On Thursday, March 12, 2020 Governor Ralph Northam declared a state of emergency for the Commonwealth due to COVID-19. Although would love to be able to invite our guests to visit Surry, Virginia at this time, we know how necessary it is to stay in place - for the health of our loved ones and our nation.

During this time of uncertainty, we encourage you to delay the plans you may have made to visit Surry - opting instead to visit in the late spring, summer or fall.
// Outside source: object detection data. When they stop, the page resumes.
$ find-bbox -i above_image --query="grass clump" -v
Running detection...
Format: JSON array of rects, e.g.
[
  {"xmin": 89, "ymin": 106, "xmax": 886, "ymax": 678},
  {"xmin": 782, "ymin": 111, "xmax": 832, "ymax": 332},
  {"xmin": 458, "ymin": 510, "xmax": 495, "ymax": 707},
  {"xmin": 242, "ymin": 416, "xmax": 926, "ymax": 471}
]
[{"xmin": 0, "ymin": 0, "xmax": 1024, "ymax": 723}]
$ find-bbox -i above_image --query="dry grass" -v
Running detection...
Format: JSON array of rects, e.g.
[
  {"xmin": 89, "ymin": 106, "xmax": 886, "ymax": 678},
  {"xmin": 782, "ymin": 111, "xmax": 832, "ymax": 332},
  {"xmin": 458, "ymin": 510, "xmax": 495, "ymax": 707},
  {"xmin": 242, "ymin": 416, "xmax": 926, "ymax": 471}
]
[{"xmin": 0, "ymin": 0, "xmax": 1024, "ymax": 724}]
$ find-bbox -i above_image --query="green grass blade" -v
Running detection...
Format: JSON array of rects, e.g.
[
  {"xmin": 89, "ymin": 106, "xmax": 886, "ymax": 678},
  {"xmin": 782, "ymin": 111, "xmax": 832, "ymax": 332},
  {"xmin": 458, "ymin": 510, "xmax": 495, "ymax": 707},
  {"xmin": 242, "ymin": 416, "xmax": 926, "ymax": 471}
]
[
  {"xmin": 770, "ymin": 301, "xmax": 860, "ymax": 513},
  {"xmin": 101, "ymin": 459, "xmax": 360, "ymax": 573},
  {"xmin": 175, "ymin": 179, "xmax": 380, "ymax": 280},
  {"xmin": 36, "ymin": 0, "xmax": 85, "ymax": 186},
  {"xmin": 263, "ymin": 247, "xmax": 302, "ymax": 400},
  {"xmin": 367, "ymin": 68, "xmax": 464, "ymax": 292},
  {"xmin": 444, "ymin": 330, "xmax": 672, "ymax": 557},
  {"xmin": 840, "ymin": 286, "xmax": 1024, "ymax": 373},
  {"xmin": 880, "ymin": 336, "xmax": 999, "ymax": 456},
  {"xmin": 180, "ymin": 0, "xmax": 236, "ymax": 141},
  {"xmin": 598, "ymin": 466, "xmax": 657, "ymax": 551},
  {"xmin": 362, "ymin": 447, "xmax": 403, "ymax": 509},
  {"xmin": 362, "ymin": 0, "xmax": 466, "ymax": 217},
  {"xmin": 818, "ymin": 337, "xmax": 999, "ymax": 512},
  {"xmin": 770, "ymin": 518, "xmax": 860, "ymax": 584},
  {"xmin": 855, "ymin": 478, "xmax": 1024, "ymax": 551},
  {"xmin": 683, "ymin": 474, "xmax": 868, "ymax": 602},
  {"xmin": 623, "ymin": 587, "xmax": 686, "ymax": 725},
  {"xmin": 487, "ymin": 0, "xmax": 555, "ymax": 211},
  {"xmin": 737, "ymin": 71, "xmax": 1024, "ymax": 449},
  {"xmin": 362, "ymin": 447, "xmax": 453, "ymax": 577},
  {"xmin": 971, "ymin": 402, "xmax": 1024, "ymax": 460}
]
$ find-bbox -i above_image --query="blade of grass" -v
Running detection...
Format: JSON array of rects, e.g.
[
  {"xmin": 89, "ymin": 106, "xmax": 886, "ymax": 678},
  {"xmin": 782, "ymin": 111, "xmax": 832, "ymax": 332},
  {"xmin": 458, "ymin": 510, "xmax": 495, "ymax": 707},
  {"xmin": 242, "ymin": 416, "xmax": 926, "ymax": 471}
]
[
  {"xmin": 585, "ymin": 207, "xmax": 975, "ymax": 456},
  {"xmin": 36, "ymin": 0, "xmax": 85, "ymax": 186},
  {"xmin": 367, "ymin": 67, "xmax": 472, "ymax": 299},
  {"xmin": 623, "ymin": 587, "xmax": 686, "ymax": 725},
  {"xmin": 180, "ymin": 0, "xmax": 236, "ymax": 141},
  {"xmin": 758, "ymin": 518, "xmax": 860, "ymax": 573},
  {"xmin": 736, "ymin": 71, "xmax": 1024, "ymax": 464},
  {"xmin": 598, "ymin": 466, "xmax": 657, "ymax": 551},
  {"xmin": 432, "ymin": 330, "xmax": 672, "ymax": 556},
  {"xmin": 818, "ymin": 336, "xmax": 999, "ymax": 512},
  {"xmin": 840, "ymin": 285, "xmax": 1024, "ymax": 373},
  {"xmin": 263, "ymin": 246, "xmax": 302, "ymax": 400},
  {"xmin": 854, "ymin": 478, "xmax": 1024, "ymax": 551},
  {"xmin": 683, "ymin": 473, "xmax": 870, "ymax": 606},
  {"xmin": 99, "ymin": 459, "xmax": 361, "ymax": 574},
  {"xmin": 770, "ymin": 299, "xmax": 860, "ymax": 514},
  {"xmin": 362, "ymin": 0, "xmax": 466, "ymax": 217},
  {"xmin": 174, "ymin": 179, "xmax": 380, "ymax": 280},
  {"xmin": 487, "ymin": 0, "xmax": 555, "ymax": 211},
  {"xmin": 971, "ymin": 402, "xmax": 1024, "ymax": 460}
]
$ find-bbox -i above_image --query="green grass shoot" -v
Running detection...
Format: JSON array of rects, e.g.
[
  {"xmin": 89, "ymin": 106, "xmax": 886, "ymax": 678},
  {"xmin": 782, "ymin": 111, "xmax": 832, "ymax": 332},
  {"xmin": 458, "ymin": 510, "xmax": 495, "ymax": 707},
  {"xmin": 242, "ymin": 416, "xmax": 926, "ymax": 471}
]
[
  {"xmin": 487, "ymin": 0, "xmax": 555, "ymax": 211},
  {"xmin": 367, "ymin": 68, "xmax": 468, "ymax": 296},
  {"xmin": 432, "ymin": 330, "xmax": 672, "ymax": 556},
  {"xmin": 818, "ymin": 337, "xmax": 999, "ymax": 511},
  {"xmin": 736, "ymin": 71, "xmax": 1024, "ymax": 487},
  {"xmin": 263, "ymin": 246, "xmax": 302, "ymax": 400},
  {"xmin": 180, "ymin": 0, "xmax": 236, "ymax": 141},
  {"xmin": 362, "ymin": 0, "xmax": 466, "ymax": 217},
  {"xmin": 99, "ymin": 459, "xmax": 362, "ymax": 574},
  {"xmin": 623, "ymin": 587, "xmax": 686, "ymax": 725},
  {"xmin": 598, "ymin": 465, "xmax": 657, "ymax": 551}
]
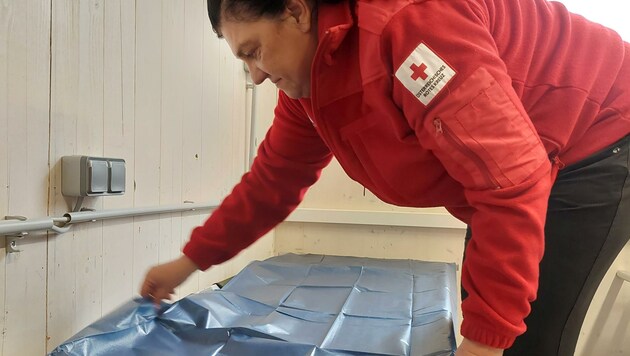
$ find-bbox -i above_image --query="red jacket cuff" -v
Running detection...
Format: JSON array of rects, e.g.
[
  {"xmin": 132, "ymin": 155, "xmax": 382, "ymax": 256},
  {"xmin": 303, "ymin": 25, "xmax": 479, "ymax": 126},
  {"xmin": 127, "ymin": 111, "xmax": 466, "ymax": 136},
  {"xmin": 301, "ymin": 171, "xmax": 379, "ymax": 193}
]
[{"xmin": 461, "ymin": 319, "xmax": 518, "ymax": 350}]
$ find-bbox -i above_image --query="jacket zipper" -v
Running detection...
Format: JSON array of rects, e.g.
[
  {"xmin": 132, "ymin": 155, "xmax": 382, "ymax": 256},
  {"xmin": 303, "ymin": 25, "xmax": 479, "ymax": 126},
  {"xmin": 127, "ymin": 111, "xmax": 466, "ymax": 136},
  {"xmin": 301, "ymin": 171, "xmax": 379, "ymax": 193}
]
[{"xmin": 433, "ymin": 118, "xmax": 501, "ymax": 189}]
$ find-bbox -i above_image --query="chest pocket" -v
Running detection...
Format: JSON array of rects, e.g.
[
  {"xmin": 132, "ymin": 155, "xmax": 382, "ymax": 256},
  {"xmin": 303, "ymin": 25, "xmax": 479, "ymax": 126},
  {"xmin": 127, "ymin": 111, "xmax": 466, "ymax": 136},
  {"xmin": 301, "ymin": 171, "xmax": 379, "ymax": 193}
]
[{"xmin": 339, "ymin": 111, "xmax": 452, "ymax": 207}]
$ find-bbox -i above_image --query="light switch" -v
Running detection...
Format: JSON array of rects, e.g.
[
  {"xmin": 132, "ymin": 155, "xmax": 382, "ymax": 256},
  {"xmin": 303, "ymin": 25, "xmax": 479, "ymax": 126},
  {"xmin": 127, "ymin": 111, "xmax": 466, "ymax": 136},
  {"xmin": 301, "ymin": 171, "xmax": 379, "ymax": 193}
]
[
  {"xmin": 87, "ymin": 157, "xmax": 109, "ymax": 194},
  {"xmin": 107, "ymin": 159, "xmax": 125, "ymax": 193},
  {"xmin": 61, "ymin": 156, "xmax": 125, "ymax": 197}
]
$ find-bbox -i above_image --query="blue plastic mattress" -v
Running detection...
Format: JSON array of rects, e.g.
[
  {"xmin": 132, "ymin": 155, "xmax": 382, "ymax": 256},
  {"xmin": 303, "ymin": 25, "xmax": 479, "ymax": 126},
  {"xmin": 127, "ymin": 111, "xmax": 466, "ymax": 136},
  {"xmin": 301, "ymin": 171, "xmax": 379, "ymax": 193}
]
[{"xmin": 51, "ymin": 254, "xmax": 457, "ymax": 356}]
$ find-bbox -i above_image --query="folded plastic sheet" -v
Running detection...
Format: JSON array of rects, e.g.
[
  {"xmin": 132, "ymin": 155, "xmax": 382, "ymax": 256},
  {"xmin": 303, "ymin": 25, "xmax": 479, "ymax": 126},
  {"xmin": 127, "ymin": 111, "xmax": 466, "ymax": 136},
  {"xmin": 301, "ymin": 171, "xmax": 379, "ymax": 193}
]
[{"xmin": 50, "ymin": 254, "xmax": 456, "ymax": 356}]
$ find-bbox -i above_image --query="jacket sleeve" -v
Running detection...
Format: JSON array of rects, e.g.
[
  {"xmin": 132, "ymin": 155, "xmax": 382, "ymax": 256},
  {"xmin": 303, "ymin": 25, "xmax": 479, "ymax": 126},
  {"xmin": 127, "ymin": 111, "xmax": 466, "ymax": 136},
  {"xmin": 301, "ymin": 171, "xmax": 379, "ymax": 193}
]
[
  {"xmin": 381, "ymin": 0, "xmax": 553, "ymax": 349},
  {"xmin": 184, "ymin": 92, "xmax": 332, "ymax": 270}
]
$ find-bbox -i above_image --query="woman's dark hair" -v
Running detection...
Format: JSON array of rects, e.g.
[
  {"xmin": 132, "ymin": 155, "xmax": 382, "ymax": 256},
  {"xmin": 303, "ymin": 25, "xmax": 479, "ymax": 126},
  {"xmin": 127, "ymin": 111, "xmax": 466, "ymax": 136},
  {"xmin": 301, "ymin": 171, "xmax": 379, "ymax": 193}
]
[{"xmin": 208, "ymin": 0, "xmax": 345, "ymax": 38}]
Our businesses and attractions are planning to offer you the warmest welcome once normal activity returns!

Although many of our businesses and attractions are closed to the public at this time, you can still get out for some fresh, country air by visiting the some of our outdoor spaces; and you may still support local business by taking advantage of take-out and curbside service:

Chippokes Plantation State Park - park and trails, Farm and Forestry Museum are open; please deposit $7 entrance fee per vehicle at the gate; please be mindful of social distancing recommendations
Bacon's Castle and Smith's Fort - grounds are open; please be mindful of social distancing recommendations
Hampton Roads Winery - providing "old-fashioned car-hop service; just without the roller skates."
Farmer Joe's Greenhouse & Florist - curbside service available (please call ahead); vegetable plants, onions and potatoes for planting; fresh tomatoes and eggs available for purchase; please be mindful of social distancing recommendations

When normal activity resumes we hope you will plan a visit to Surry, Virginia. Come, "Savor the Secrets of Surry" - which one of our secrets will become your new passion?

Pat Bernshausen, DMO
Tourism Coordinator
(757) 294-0644

Important Announcement

After careful consideration of all the facts and the Governor's directives, Surry County has made the decision to temporarily close our Visitors Center. The ultimate goal, of course, is to keep our visitors and staff healthy, reduce the opportunity for contamination, and decrease the chances of exposure. For the well-being of all, we feel that this decision is the most responsible option.

Additionally, most of the tourism attractions in Surry County have reached similar conclusions, and have announced temporary closures and cancellation of indoor activities and programming. Ferry service to and from Surry via the Jamestown-Scotland Ferry is limited to hourly service, and guests are requested to remain in their vehicles.
Guests are advised to call ahead to businesses and attractions before making the trip to Surry. Additional information may be obtained from the Surry County Tourism Coordinator, Pat Bernshausen, by calling (757) 294-0644.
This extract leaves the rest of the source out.